The intent is to accelerate implementation of emergency planning to address the COVID-19 crisis, provide necessary facilities to meet urgent demand, and still provide OHS a mechanism to track changes.
2-1-1 hotline has handled more than 8,000 live-answer phone calls from Connecticut residents to date
Since launching its special COVID-19 hotline on March 7, United Way 2-1-1 of Connecticut has taken 8,035 live-answer phone calls providing residents with general information regarding the virus, including 674 callers on Tuesday, March 25 alone.

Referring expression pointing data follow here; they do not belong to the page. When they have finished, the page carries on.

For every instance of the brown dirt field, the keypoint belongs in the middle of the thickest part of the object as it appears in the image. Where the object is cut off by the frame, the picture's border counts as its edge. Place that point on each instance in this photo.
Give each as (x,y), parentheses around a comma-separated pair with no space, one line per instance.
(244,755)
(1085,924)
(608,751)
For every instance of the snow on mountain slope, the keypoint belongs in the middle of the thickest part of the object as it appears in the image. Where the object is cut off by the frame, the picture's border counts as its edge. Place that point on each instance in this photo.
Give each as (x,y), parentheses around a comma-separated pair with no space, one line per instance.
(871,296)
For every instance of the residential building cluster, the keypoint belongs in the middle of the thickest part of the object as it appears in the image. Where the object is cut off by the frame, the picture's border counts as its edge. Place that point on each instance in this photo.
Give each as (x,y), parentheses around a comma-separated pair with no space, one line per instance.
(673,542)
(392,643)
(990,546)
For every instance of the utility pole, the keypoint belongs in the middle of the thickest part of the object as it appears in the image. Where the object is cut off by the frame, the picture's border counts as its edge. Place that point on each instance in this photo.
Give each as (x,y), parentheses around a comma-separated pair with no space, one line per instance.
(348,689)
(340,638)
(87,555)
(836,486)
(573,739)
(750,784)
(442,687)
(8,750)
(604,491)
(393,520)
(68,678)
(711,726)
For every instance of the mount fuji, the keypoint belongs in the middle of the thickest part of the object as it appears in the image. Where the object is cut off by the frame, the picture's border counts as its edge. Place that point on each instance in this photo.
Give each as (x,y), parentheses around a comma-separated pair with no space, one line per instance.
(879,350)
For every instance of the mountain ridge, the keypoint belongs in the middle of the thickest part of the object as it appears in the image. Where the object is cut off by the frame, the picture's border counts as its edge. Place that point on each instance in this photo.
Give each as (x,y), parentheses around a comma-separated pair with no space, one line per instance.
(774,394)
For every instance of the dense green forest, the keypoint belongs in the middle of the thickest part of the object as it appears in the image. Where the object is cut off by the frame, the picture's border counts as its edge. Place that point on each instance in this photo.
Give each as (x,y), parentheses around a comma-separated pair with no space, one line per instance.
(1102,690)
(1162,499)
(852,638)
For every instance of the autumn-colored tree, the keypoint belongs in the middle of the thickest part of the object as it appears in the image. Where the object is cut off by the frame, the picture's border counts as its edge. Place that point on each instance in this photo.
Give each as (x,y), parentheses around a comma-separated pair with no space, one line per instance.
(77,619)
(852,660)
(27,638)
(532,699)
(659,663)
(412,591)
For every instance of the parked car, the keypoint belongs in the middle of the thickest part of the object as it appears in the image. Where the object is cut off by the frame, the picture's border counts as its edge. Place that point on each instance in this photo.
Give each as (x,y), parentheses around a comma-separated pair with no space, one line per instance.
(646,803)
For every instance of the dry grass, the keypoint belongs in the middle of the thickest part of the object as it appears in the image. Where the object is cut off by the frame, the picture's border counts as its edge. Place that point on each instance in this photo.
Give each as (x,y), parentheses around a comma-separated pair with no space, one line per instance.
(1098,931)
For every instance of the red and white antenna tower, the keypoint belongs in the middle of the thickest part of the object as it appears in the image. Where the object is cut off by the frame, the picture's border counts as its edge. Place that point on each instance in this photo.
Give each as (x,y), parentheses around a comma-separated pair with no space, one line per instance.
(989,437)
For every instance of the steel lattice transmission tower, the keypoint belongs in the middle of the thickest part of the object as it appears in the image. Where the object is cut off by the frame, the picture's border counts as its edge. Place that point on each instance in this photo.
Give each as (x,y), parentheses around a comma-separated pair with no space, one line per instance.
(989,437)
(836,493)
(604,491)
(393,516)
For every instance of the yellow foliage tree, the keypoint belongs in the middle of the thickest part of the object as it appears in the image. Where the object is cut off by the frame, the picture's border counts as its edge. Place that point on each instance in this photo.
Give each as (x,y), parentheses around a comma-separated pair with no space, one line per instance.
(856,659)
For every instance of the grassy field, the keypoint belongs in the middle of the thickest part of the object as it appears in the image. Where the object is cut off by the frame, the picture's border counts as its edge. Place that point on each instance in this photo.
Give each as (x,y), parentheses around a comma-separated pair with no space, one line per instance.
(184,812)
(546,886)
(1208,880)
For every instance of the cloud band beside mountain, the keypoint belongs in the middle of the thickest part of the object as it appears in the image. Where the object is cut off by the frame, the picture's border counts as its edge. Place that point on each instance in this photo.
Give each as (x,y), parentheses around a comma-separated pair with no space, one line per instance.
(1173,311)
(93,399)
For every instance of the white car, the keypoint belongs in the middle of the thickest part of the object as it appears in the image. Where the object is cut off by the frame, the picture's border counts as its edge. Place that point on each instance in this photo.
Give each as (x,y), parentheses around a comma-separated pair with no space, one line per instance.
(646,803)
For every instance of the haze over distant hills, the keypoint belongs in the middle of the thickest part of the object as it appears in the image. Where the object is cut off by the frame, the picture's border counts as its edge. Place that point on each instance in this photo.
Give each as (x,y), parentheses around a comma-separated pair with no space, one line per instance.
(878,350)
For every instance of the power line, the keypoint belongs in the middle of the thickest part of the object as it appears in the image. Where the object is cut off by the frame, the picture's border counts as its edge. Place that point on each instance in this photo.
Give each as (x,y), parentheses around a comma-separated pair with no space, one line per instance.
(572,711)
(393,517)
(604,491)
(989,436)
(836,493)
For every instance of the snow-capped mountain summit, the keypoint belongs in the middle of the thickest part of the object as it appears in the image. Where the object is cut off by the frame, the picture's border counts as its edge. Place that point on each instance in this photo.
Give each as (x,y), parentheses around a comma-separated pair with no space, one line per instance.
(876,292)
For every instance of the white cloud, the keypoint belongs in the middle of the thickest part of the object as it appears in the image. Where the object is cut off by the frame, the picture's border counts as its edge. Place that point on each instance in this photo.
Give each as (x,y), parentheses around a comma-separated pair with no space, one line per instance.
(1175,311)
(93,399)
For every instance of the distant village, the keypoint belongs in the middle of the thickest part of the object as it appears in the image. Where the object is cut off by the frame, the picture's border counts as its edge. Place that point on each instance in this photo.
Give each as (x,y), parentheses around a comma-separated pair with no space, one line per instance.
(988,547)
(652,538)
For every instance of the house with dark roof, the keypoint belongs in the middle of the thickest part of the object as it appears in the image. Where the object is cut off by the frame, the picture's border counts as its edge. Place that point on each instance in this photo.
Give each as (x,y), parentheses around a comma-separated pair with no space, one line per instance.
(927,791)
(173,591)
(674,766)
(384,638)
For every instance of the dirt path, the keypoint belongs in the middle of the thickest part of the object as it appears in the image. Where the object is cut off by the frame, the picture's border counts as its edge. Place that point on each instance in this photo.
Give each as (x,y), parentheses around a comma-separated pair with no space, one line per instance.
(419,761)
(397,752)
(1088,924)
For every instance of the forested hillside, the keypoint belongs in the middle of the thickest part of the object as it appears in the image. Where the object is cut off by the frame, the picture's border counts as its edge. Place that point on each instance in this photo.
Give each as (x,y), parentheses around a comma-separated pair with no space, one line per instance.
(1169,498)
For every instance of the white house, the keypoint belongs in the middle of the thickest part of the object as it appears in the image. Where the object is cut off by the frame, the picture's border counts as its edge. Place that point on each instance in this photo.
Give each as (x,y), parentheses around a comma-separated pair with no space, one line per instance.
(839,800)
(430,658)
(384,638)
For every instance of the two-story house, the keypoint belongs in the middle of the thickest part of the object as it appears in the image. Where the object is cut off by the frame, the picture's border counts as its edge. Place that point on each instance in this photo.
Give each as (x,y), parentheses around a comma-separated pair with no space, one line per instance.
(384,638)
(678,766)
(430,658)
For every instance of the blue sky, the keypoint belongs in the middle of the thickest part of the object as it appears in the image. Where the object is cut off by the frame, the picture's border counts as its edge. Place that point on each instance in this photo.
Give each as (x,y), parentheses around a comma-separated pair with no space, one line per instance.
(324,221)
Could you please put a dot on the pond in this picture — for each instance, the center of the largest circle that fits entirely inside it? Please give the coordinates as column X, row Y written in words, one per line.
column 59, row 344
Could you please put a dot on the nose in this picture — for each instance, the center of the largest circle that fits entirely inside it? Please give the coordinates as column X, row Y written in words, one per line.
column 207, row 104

To date, the hotline’s pre-recorded messages have been accessed 14,177 times.
Governor Lamont dispels rumors regarding state’s response to COVID-19
The Connecticut Joint Information Center, Untied Way 2-1-1 of Connecticut, and state and local police departments continue receiving phone calls and have seen social media posts with false claims about Connecticut’s borders being ordered to shut down, roads being closed, and a curfew being put into place. Governor Lamont wants to assure Connecticut residents that these rumors are not true.
The governor also wants to remind residents that there is no need to rush to the grocery store to buy items in bulk. Roads in Connecticut will continue to remain open for these necessary functions, and grocery stores will continue providing services to customers.